The US Navy is moving a second aircraft carrier, USS Ronald Reagan, to the Korean Peninsula where it will conduct dual-carrier training drills with the USS Carl Vinson, defence officials said. After completing a maintenance period and sea trials in Yokosuka, Japan, the USS Ronald Reagan departed for the Korean Peninsula on Tuesday, the officials told CNN on Thursday.
"Coming out of a long in-port maintenance period we have to ensure that Ronald Reagan and the remainder of the strike group are integrated properly as we move forward," Rear Admiral Charles Williams said in a statement.
Once it arrives in the region, the carrier will conduct a variety of training exercises but primarily focus on certifying its ability to safely launch and recover aircraft.
The 1,092-foot Reagan carries a crew of 4,539 and is equipped with roughly 60 aircraft, according to the Navy.

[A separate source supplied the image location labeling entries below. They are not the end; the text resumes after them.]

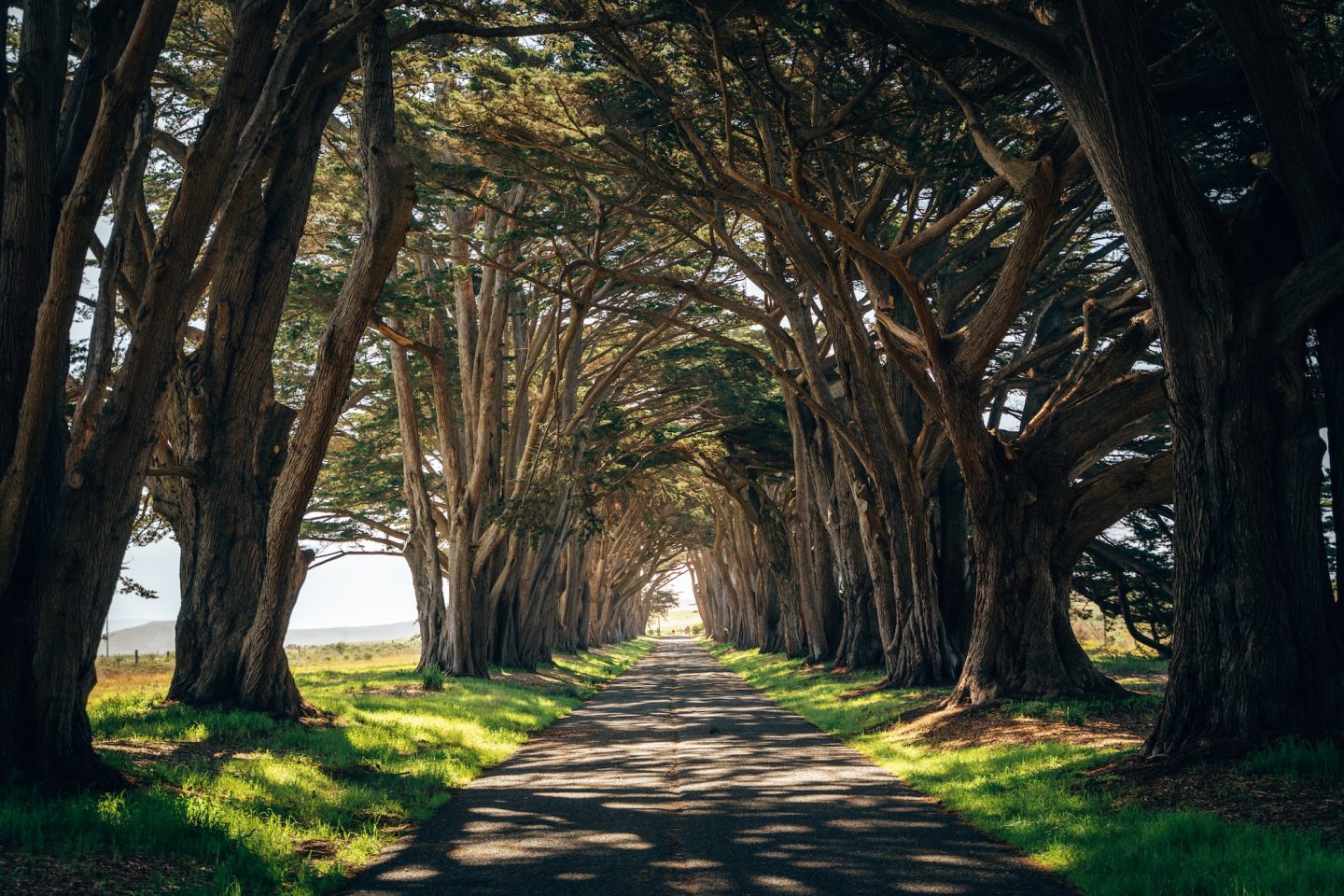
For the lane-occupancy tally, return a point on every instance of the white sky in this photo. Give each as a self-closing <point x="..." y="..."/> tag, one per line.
<point x="351" y="592"/>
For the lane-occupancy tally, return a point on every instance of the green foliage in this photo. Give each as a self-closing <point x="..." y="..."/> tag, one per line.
<point x="433" y="679"/>
<point x="250" y="805"/>
<point x="1034" y="797"/>
<point x="1298" y="759"/>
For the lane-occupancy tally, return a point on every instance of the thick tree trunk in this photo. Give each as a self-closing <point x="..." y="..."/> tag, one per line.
<point x="1252" y="658"/>
<point x="265" y="681"/>
<point x="226" y="428"/>
<point x="421" y="548"/>
<point x="1022" y="642"/>
<point x="956" y="595"/>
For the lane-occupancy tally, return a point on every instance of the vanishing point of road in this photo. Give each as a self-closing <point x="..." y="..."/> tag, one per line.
<point x="679" y="778"/>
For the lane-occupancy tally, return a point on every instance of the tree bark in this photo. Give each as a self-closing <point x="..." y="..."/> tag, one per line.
<point x="388" y="196"/>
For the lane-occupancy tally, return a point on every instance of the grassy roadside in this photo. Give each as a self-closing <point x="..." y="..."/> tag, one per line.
<point x="234" y="802"/>
<point x="1035" y="795"/>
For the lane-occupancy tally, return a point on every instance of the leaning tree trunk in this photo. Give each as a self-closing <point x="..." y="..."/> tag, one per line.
<point x="1252" y="658"/>
<point x="228" y="437"/>
<point x="1022" y="642"/>
<point x="266" y="682"/>
<point x="421" y="550"/>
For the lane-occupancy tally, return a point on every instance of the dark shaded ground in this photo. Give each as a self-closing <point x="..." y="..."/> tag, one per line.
<point x="679" y="778"/>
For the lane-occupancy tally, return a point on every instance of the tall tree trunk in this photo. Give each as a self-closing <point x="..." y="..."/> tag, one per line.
<point x="1022" y="641"/>
<point x="226" y="430"/>
<point x="421" y="550"/>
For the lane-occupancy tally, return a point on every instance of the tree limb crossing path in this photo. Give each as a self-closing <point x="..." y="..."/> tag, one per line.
<point x="679" y="778"/>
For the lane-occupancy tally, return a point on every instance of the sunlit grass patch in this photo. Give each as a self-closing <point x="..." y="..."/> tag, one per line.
<point x="238" y="802"/>
<point x="1035" y="795"/>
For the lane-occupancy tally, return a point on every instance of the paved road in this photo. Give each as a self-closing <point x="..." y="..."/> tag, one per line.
<point x="679" y="778"/>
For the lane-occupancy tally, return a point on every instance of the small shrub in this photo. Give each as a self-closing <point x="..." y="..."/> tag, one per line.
<point x="433" y="679"/>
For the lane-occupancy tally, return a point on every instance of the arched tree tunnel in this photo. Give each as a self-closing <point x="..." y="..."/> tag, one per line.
<point x="906" y="328"/>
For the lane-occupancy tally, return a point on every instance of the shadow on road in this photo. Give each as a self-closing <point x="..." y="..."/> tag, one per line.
<point x="681" y="779"/>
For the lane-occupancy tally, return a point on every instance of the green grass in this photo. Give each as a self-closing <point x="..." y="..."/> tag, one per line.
<point x="1032" y="795"/>
<point x="238" y="802"/>
<point x="1297" y="759"/>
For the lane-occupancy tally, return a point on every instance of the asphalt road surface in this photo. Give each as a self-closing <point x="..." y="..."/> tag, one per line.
<point x="679" y="778"/>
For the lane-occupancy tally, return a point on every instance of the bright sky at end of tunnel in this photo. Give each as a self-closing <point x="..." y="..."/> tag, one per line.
<point x="351" y="592"/>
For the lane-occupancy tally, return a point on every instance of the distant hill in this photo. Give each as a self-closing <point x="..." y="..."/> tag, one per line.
<point x="158" y="637"/>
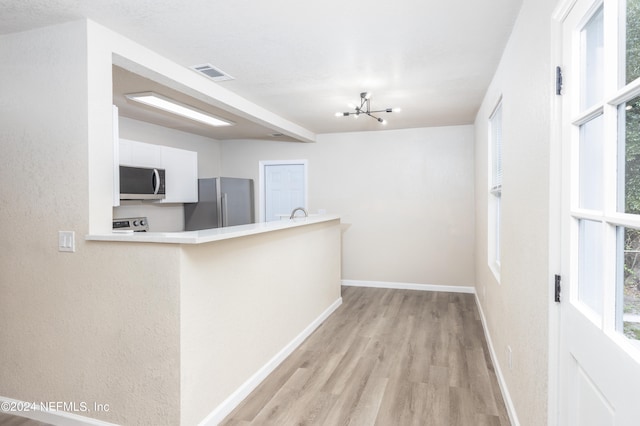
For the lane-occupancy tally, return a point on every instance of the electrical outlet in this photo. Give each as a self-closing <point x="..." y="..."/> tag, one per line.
<point x="67" y="241"/>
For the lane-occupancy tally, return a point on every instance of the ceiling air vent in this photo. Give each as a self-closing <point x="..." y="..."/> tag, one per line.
<point x="212" y="72"/>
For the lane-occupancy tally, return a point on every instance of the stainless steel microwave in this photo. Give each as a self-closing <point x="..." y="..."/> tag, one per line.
<point x="141" y="183"/>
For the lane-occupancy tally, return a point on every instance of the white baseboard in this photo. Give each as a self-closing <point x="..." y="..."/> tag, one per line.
<point x="410" y="286"/>
<point x="39" y="411"/>
<point x="228" y="405"/>
<point x="511" y="409"/>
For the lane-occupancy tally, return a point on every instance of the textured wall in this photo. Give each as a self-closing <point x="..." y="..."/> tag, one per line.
<point x="83" y="326"/>
<point x="517" y="307"/>
<point x="405" y="198"/>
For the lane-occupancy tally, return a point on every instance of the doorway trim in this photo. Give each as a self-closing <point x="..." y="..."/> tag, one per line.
<point x="261" y="184"/>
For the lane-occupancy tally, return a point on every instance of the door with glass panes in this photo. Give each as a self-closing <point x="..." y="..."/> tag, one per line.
<point x="600" y="310"/>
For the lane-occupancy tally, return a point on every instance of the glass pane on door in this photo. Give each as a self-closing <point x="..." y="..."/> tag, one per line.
<point x="592" y="40"/>
<point x="628" y="300"/>
<point x="590" y="264"/>
<point x="632" y="35"/>
<point x="590" y="166"/>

It was commissioned in 2003 and cost about $8.5 billion.
The USS Carl Vinson arrived at the Korean Peninsula late April as a show of force in advance of a long-anticipated sixth nuclear test from the North Korean government, reports CNN.
On Sunday, Pyongyang launched a KN-17 missile that achieved an altitude of more than 1,000 miles, which according to the North Koreans, is by far their longest reach yet in their missile test programme.